VoxForge
Hi there,
I've been working on research that requires Spanish speech recognition in Sphinx4, and for the past couple of weeks I've been trying to use the Mexican Spanish Broadcast News Model (located at https://sourceforge.net/projects/cmusphinx/files/Acoustic%20and%20Language%20Models/Mexican%20Spanish%20Broadcast%20News/ ), yet all of my results are completely off. It probably has to do with the file configuration, config.xml. The problem is, I have no idea how the configuration should look.
I've read the guide for using SphinxTrain models with Sphinx4, but after weeks of Googling my recognizer is still just nonsense. I've changed the file paths appropriately for acoustic & language models and the dictionaries, I've tried using both 8kHz and 16kHz clips 16-bit signed PCM audio (and adjusting the melFilterBank parameters accordingly). I just have no clue. There was no README or instruction set for configuring the acoustic/language model in the tarball either. I'm really hoping someone knows the correct configuration.
<?xml version="1.0" encoding="UTF-8"?>
<!--
Sphinx-4 Configuration file
-->
<!-- ******************************************************** -->
<!-- biship configuration file -->
<!-- ******************************************************** -->
<config>
<!-- ******************************************************** -->
<!-- frequently tuned properties -->
<!-- ******************************************************** -->
<property name="absoluteBeamWidth" value="500"/>
<property name="relativeBeamWidth" value="1E-80"/>
<property name="absoluteWordBeamWidth" value="20"/>
<property name="relativeWordBeamWidth" value="1E-60"/>
<property name="wordInsertionProbability" value="0.2"/>
<property name="languageWeight" value="10.5"/>
<property name="silenceInsertionProbability" value=".1"/>
<property name="frontend" value="epFrontEnd"/>
<property name="recognizer" value="recognizer"/>
<property name="showCreations" value="false"/>
<!-- ******************************************************** -->
<!-- word recognizer configuration -->
<!-- ******************************************************** -->
<component name="recognizer"
type="edu.cmu.sphinx.recognizer.Recognizer">
<property name="decoder" value="decoder"/>
<propertylist name="monitors">
<item>accuracyTracker </item>
<item>speedTracker </item>
<item>memoryTracker </item>
<item>recognizerMonitor </item>
</propertylist>
</component>
<!-- ******************************************************** -->
<!-- The Decoder configuration -->
<!-- ******************************************************** -->
<component name="decoder" type="edu.cmu.sphinx.decoder.Decoder">
<property name="searchManager" value="wordPruningSearchManager"/>
<property name="featureBlockSize" value="50"/>
</component>
<!-- ******************************************************** -->
<!-- The Search Manager -->
<!-- ******************************************************** -->
<component name="wordPruningSearchManager"

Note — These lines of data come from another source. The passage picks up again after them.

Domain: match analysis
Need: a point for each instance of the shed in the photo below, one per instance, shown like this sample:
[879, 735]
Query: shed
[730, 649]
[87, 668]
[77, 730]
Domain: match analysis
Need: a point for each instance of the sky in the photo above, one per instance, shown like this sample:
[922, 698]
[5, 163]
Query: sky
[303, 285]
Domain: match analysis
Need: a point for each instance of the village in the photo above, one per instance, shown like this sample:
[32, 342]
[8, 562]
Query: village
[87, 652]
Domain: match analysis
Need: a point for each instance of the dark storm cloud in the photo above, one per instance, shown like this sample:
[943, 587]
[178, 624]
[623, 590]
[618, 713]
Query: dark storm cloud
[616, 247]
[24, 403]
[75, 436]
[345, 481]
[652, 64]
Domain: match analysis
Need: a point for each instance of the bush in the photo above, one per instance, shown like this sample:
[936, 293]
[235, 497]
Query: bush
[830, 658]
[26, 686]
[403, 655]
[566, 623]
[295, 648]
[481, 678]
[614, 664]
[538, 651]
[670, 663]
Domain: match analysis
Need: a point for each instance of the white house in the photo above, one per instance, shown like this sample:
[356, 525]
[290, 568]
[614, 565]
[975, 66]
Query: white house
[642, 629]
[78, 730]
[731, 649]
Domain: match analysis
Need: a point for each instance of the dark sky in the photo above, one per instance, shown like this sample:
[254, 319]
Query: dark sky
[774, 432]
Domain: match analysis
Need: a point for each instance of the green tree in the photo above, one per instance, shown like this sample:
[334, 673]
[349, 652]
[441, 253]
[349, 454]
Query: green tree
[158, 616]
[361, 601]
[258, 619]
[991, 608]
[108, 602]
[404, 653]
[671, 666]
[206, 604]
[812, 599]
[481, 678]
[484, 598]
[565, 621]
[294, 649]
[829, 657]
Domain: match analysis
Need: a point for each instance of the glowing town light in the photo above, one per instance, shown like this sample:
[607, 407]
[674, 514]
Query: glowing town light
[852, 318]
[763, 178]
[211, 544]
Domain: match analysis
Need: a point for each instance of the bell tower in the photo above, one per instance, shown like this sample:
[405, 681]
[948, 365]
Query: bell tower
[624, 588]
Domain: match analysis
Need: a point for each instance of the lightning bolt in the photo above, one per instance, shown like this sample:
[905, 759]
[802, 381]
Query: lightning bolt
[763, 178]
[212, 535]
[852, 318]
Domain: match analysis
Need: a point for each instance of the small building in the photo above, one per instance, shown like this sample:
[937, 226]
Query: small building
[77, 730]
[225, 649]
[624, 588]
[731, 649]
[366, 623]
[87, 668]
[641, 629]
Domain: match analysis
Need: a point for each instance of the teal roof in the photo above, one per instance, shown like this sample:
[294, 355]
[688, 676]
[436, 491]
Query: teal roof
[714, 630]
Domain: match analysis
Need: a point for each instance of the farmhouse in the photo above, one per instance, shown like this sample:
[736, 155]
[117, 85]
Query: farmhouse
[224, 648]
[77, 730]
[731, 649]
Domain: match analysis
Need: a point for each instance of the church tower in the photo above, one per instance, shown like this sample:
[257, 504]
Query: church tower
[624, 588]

type="edu.cmu.sphinx.decoder.search.WordPruningBreadthFirstSearchManager">
<property name="logMath" value="logMath"/>
<property name="linguist" value="lexTreeLinguist"/>
<property name="pruner" value="trivialPruner"/>
<property name="scorer" value="threadedScorer"/>
<property name="activeListManager" value="activeListManager"/>
<property name="growSkipInterval" value="0"/>
<property name="checkStateOrder" value="false"/>
<property name="buildWordLattice" value="true"/>
<property name="acousticLookaheadFrames" value="1.7"/>
<property name="relativeBeamWidth" value="${relativeBeamWidth}"/>
</component>
<!-- ******************************************************** -->
<!-- The Active Lists -->
<!-- ******************************************************** -->
<component name="activeListManager"
type="edu.cmu.sphinx.decoder.search.SimpleActiveListManager">
<propertylist name="activeListFactories">
<item>standardActiveListFactory</item>
<item>wordActiveListFactory</item>
<item>wordActiveListFactory</item>
<item>standardActiveListFactory</item>
<item>standardActiveListFactory</item>
<item>standardActiveListFactory</item>
</propertylist>
</component>
<component name="standardActiveListFactory"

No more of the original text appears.